Have you heard? If you lie about Santa you’re a monster and your children are going to need therapy forever. Nonsense, says Angela Cuming – maintaining the Santa myth will be the best gift you give your kids this Christmas.
When my father died in May 1990, Christmas died with it. A wonderful, kind and loving man, it had been his favourite time of the year. Gone were the real pine trees that dropped needles everywhere, the wonky inflatable Santa, the gold tinsel that knotted itself into a tangled mess, the carols sung with bawdy replacement lyrics and the pile of presents on Christmas morning that included every single thing I had asked Santa for – from a porcelain doll to a flying helicopter to a Polaroid camera.
All that magic was buried with him the year he left us, and I mourned Christmas almost as much as I did him. And I missed the other man in my life – Santa.

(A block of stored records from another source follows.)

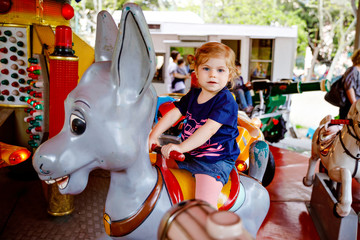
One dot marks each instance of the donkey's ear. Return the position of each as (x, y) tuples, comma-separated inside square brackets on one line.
[(133, 61), (106, 31)]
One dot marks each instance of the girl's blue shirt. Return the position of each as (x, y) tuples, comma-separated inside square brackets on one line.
[(222, 108)]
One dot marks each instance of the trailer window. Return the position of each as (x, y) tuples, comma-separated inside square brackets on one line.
[(261, 59), (160, 59)]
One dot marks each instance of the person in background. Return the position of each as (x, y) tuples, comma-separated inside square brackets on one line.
[(351, 84), (178, 84), (191, 61), (242, 91), (172, 73), (210, 130)]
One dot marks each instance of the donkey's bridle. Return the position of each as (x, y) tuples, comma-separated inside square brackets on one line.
[(354, 135)]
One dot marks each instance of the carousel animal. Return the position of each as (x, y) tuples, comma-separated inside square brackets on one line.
[(108, 118), (340, 154)]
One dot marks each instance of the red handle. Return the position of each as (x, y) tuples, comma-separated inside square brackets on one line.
[(340, 121), (173, 154)]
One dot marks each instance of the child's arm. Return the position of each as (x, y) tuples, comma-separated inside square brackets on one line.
[(164, 124), (199, 137)]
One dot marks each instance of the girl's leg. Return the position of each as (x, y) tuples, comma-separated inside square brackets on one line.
[(207, 189), (248, 98)]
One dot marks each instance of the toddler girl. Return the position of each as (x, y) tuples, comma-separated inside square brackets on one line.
[(209, 134)]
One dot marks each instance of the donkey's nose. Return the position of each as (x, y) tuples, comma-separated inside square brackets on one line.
[(43, 164)]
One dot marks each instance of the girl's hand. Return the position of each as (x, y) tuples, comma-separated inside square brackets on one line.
[(165, 150), (153, 140)]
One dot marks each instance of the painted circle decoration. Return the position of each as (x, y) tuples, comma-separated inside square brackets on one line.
[(67, 11), (5, 6)]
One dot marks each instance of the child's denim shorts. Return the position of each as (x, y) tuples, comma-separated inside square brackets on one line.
[(219, 170)]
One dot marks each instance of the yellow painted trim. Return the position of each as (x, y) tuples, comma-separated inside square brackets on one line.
[(64, 58), (85, 52)]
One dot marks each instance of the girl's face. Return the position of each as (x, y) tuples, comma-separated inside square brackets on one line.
[(213, 75)]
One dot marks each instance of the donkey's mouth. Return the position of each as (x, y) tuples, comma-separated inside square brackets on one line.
[(62, 182)]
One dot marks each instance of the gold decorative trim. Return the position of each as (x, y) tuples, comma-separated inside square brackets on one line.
[(17, 106), (125, 226), (14, 25)]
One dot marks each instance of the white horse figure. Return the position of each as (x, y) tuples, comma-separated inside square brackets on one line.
[(108, 117), (340, 155)]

I had long stopped believing in Santa by my ninth birthday, the year I lost Dad, and looking back I’m not sure I ever really believed a man I had never seen, with the same handwriting as dad, could make and deliver toys to every child in the world on the same night.
But to me Santa was less a person, more an idea I believed in: that our parents and other grown-ups loved us so much that they made up this elaborate story for one sole purpose – to make us happy.

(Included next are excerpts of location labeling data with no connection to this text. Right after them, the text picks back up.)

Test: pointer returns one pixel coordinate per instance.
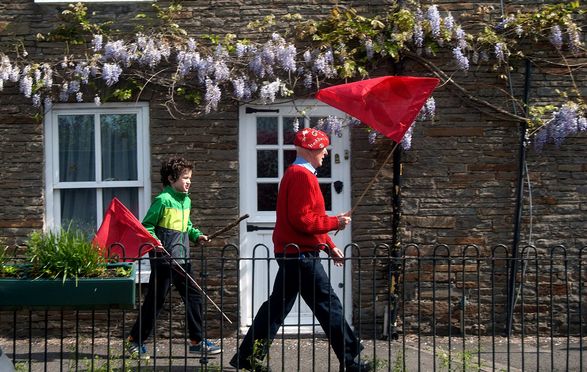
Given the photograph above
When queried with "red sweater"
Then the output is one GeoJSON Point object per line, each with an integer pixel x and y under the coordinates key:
{"type": "Point", "coordinates": [301, 215]}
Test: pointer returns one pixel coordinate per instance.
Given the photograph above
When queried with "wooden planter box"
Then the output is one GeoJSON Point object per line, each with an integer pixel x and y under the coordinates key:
{"type": "Point", "coordinates": [87, 293]}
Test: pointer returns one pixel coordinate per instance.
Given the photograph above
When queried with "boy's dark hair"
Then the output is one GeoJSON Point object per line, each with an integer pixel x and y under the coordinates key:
{"type": "Point", "coordinates": [173, 168]}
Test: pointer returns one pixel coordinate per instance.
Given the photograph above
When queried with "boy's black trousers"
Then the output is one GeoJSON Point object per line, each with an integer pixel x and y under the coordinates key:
{"type": "Point", "coordinates": [163, 274]}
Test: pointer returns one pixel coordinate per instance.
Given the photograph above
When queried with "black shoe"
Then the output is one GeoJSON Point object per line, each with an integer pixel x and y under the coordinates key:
{"type": "Point", "coordinates": [246, 365]}
{"type": "Point", "coordinates": [361, 366]}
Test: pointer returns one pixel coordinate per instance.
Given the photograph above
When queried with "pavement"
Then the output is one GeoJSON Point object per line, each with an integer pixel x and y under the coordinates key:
{"type": "Point", "coordinates": [420, 353]}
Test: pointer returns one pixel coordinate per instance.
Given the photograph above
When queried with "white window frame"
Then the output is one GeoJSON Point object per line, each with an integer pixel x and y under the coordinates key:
{"type": "Point", "coordinates": [52, 183]}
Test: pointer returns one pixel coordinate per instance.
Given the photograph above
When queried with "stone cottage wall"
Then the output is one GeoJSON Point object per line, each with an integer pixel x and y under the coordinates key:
{"type": "Point", "coordinates": [458, 180]}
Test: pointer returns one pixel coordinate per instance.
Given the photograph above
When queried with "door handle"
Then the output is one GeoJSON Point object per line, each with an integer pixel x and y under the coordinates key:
{"type": "Point", "coordinates": [338, 186]}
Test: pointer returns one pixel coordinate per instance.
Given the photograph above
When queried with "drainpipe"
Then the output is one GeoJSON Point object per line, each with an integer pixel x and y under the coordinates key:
{"type": "Point", "coordinates": [518, 212]}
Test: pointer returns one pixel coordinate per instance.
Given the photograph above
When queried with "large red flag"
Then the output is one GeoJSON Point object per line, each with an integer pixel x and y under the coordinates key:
{"type": "Point", "coordinates": [388, 104]}
{"type": "Point", "coordinates": [121, 228]}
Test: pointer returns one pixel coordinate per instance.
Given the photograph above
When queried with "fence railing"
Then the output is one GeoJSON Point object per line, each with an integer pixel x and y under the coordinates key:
{"type": "Point", "coordinates": [421, 308]}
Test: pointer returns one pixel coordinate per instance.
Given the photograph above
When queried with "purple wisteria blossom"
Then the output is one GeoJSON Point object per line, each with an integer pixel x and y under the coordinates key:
{"type": "Point", "coordinates": [115, 50]}
{"type": "Point", "coordinates": [97, 43]}
{"type": "Point", "coordinates": [269, 91]}
{"type": "Point", "coordinates": [239, 88]}
{"type": "Point", "coordinates": [36, 100]}
{"type": "Point", "coordinates": [461, 59]}
{"type": "Point", "coordinates": [241, 50]}
{"type": "Point", "coordinates": [460, 35]}
{"type": "Point", "coordinates": [406, 142]}
{"type": "Point", "coordinates": [111, 73]}
{"type": "Point", "coordinates": [212, 96]}
{"type": "Point", "coordinates": [418, 30]}
{"type": "Point", "coordinates": [449, 22]}
{"type": "Point", "coordinates": [564, 122]}
{"type": "Point", "coordinates": [433, 17]}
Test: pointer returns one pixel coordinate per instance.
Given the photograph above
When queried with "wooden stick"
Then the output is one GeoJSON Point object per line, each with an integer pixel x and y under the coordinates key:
{"type": "Point", "coordinates": [228, 227]}
{"type": "Point", "coordinates": [188, 276]}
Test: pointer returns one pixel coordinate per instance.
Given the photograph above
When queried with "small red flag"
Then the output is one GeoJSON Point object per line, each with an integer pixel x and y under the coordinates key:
{"type": "Point", "coordinates": [388, 104]}
{"type": "Point", "coordinates": [120, 226]}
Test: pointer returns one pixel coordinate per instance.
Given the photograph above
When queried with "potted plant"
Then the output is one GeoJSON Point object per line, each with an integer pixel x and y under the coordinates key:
{"type": "Point", "coordinates": [65, 270]}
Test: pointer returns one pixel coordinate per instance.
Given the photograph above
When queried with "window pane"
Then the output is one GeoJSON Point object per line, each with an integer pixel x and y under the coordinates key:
{"type": "Point", "coordinates": [288, 129]}
{"type": "Point", "coordinates": [318, 122]}
{"type": "Point", "coordinates": [267, 131]}
{"type": "Point", "coordinates": [76, 148]}
{"type": "Point", "coordinates": [266, 196]}
{"type": "Point", "coordinates": [325, 170]}
{"type": "Point", "coordinates": [327, 193]}
{"type": "Point", "coordinates": [289, 156]}
{"type": "Point", "coordinates": [267, 163]}
{"type": "Point", "coordinates": [78, 209]}
{"type": "Point", "coordinates": [119, 147]}
{"type": "Point", "coordinates": [129, 196]}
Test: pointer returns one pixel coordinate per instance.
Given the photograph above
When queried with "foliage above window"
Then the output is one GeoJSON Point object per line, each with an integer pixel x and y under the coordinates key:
{"type": "Point", "coordinates": [299, 56]}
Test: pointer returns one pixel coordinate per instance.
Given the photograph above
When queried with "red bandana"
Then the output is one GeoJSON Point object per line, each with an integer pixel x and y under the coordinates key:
{"type": "Point", "coordinates": [311, 139]}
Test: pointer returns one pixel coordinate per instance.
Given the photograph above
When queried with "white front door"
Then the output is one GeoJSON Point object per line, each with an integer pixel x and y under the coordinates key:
{"type": "Point", "coordinates": [266, 149]}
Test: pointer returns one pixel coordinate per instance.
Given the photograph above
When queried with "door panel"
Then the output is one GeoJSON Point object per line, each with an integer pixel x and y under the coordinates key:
{"type": "Point", "coordinates": [266, 150]}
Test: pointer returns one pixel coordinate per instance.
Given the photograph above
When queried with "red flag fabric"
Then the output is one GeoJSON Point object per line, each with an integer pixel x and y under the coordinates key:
{"type": "Point", "coordinates": [388, 104]}
{"type": "Point", "coordinates": [122, 227]}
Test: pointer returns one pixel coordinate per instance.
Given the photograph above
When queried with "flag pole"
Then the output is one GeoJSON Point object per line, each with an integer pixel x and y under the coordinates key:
{"type": "Point", "coordinates": [188, 276]}
{"type": "Point", "coordinates": [373, 180]}
{"type": "Point", "coordinates": [191, 279]}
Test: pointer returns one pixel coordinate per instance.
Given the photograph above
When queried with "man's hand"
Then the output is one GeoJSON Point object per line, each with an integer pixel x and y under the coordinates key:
{"type": "Point", "coordinates": [337, 256]}
{"type": "Point", "coordinates": [343, 220]}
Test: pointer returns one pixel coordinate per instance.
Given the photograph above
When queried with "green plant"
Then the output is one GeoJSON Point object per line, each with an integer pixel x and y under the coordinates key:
{"type": "Point", "coordinates": [380, 364]}
{"type": "Point", "coordinates": [398, 364]}
{"type": "Point", "coordinates": [66, 254]}
{"type": "Point", "coordinates": [260, 350]}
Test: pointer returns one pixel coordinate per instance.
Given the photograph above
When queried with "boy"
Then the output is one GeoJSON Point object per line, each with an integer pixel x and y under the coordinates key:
{"type": "Point", "coordinates": [168, 219]}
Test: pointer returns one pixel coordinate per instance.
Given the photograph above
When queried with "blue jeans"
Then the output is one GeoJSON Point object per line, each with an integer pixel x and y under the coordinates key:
{"type": "Point", "coordinates": [305, 275]}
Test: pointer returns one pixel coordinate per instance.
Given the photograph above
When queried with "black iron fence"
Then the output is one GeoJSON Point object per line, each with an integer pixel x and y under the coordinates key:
{"type": "Point", "coordinates": [421, 308]}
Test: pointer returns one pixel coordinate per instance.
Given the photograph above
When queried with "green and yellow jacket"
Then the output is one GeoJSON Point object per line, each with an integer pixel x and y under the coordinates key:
{"type": "Point", "coordinates": [168, 219]}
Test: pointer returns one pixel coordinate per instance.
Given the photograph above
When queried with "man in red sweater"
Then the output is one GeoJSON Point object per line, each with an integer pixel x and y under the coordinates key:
{"type": "Point", "coordinates": [301, 231]}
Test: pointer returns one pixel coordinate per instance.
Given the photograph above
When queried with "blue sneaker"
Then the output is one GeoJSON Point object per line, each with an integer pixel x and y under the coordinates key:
{"type": "Point", "coordinates": [205, 347]}
{"type": "Point", "coordinates": [137, 351]}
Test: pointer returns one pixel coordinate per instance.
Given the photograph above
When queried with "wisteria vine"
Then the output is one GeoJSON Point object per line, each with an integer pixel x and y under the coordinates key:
{"type": "Point", "coordinates": [205, 72]}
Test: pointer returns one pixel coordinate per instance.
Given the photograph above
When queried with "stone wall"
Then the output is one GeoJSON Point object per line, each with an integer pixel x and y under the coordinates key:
{"type": "Point", "coordinates": [458, 181]}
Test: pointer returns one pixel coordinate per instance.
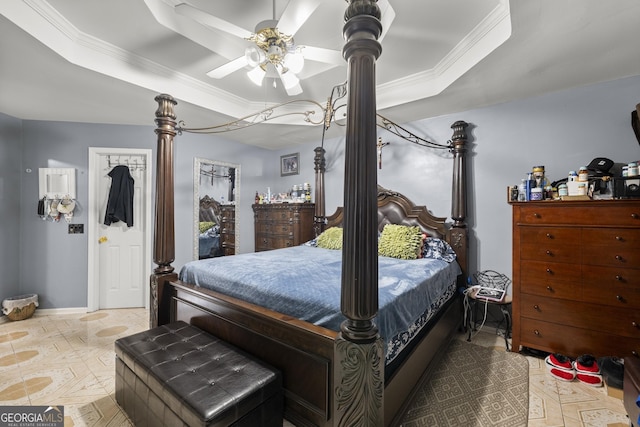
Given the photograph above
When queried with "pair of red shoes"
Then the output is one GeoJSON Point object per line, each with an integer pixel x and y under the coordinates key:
{"type": "Point", "coordinates": [584, 368]}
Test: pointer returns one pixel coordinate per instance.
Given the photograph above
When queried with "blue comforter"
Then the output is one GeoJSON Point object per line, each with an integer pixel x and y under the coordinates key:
{"type": "Point", "coordinates": [304, 282]}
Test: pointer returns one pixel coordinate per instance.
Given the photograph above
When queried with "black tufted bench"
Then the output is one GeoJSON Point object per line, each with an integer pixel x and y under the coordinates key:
{"type": "Point", "coordinates": [178, 375]}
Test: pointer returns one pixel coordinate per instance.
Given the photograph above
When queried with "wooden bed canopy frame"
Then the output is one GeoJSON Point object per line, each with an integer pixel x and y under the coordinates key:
{"type": "Point", "coordinates": [330, 378]}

Santa to me meant love and goodness and magic, all the good bits of childhood that can so very often be ripped apart by the dark world outside your front door.

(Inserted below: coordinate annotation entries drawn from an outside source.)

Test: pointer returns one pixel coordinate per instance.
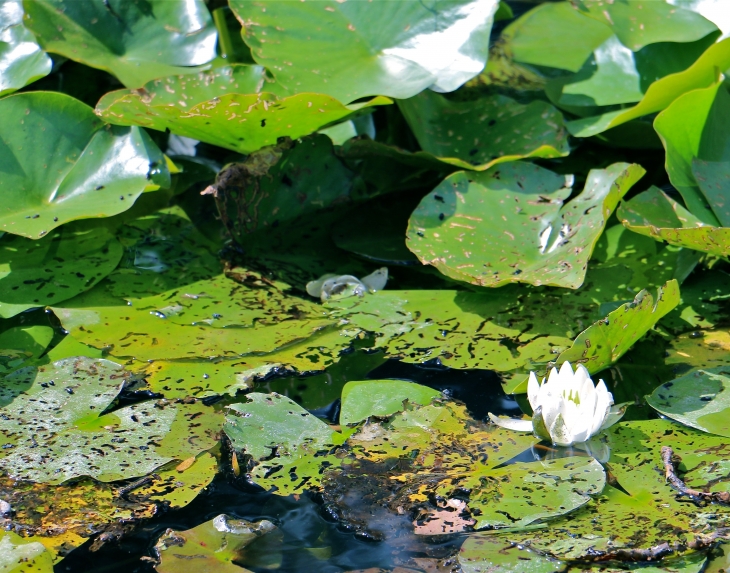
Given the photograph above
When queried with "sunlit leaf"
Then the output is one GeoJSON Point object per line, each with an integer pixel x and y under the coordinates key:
{"type": "Point", "coordinates": [60, 163]}
{"type": "Point", "coordinates": [53, 427]}
{"type": "Point", "coordinates": [40, 272]}
{"type": "Point", "coordinates": [228, 107]}
{"type": "Point", "coordinates": [407, 49]}
{"type": "Point", "coordinates": [21, 59]}
{"type": "Point", "coordinates": [135, 42]}
{"type": "Point", "coordinates": [478, 134]}
{"type": "Point", "coordinates": [509, 224]}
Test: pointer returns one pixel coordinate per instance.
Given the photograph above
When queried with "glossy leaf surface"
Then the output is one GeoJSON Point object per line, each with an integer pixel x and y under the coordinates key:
{"type": "Point", "coordinates": [135, 42]}
{"type": "Point", "coordinates": [62, 163]}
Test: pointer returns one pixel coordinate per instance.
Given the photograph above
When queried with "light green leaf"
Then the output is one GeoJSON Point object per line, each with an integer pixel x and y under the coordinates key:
{"type": "Point", "coordinates": [21, 59]}
{"type": "Point", "coordinates": [40, 272]}
{"type": "Point", "coordinates": [365, 398]}
{"type": "Point", "coordinates": [61, 163]}
{"type": "Point", "coordinates": [480, 133]}
{"type": "Point", "coordinates": [408, 48]}
{"type": "Point", "coordinates": [509, 224]}
{"type": "Point", "coordinates": [135, 42]}
{"type": "Point", "coordinates": [53, 427]}
{"type": "Point", "coordinates": [698, 399]}
{"type": "Point", "coordinates": [604, 342]}
{"type": "Point", "coordinates": [225, 107]}
{"type": "Point", "coordinates": [701, 74]}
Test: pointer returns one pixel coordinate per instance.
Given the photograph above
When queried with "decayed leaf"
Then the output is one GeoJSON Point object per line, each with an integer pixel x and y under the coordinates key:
{"type": "Point", "coordinates": [53, 427]}
{"type": "Point", "coordinates": [63, 164]}
{"type": "Point", "coordinates": [135, 42]}
{"type": "Point", "coordinates": [509, 224]}
{"type": "Point", "coordinates": [407, 49]}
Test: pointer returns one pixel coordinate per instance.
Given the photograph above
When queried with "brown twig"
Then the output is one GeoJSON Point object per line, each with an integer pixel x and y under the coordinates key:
{"type": "Point", "coordinates": [669, 460]}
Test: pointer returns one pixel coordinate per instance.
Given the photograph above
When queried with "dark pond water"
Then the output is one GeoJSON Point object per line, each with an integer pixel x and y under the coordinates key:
{"type": "Point", "coordinates": [311, 537]}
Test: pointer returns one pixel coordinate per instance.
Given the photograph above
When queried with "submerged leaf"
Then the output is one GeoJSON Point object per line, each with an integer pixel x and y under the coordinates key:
{"type": "Point", "coordinates": [509, 224]}
{"type": "Point", "coordinates": [62, 163]}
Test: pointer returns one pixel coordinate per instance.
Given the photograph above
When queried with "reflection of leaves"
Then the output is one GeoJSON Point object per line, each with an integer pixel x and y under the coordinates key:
{"type": "Point", "coordinates": [62, 163]}
{"type": "Point", "coordinates": [408, 48]}
{"type": "Point", "coordinates": [53, 427]}
{"type": "Point", "coordinates": [134, 41]}
{"type": "Point", "coordinates": [509, 224]}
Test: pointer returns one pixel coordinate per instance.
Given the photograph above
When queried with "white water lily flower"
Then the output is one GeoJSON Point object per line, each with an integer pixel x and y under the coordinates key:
{"type": "Point", "coordinates": [567, 408]}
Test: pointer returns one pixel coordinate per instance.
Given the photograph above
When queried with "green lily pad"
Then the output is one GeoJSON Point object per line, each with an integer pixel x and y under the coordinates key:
{"type": "Point", "coordinates": [509, 224]}
{"type": "Point", "coordinates": [39, 272]}
{"type": "Point", "coordinates": [21, 59]}
{"type": "Point", "coordinates": [698, 399]}
{"type": "Point", "coordinates": [19, 554]}
{"type": "Point", "coordinates": [20, 344]}
{"type": "Point", "coordinates": [708, 112]}
{"type": "Point", "coordinates": [409, 48]}
{"type": "Point", "coordinates": [362, 399]}
{"type": "Point", "coordinates": [134, 42]}
{"type": "Point", "coordinates": [62, 163]}
{"type": "Point", "coordinates": [642, 511]}
{"type": "Point", "coordinates": [215, 545]}
{"type": "Point", "coordinates": [481, 133]}
{"type": "Point", "coordinates": [287, 443]}
{"type": "Point", "coordinates": [64, 402]}
{"type": "Point", "coordinates": [660, 94]}
{"type": "Point", "coordinates": [604, 342]}
{"type": "Point", "coordinates": [654, 214]}
{"type": "Point", "coordinates": [225, 107]}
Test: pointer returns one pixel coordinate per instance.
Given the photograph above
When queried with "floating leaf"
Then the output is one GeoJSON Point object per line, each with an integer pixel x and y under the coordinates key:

So I react with disbelief and just a wee bit of horror when I hear parents, and experts, tell us we shouldn’t “lie” to our children about Santa Claus: that we should tell them right from the start Santa isn’t real, lest they feel betrayed by our web of deceit.
There are lots of things our children are going to feel betrayed by: our warming planet, the loss of rhinos in the wild, no female President and The Big Bang Theory‘s Emmy wins.
But when they are 45 and are dragging their tired bones into their second-hand car to sit on a motorway for two hours to get to a job they don’t really like but do so they can pay their bills, I bet they won’t look back over their all-too-brief childhood and say a thank you to their honest parents for ensuring they knew the gritty realities of life when they were three.
I know what it’s like to be a kid without Santa, and it’s bloody miserable. It was only with the birth of my beautiful boy Charlie in 2014, and then with our twins Tommy and Henry 18 months later, that I started to enjoy Christmas again.
Now I sit here typing with an original Thunderbirds Tracy Island hidden in the cupboard, found on eBay and ready to wrap on Christmas Eve as Charlie’s present from Santa.
I’ve watched my sons’ faces crinkle with joy when they’ve spotted Santa at our local shopping centre. Heck, I’ve even threatened to call Santa and report bad behaviour unless toys are tidied away and teeth not brushed.
I am sure my sons, like their mother, will stop believing in Santa before they let on.
But the one thing they will never stop believing, never stop knowing, is that their mum and dad kept repeating the most elaborate lie of all time because they were loved more than anything else on this Earth. And that, to me, is the real spirit of Christmas.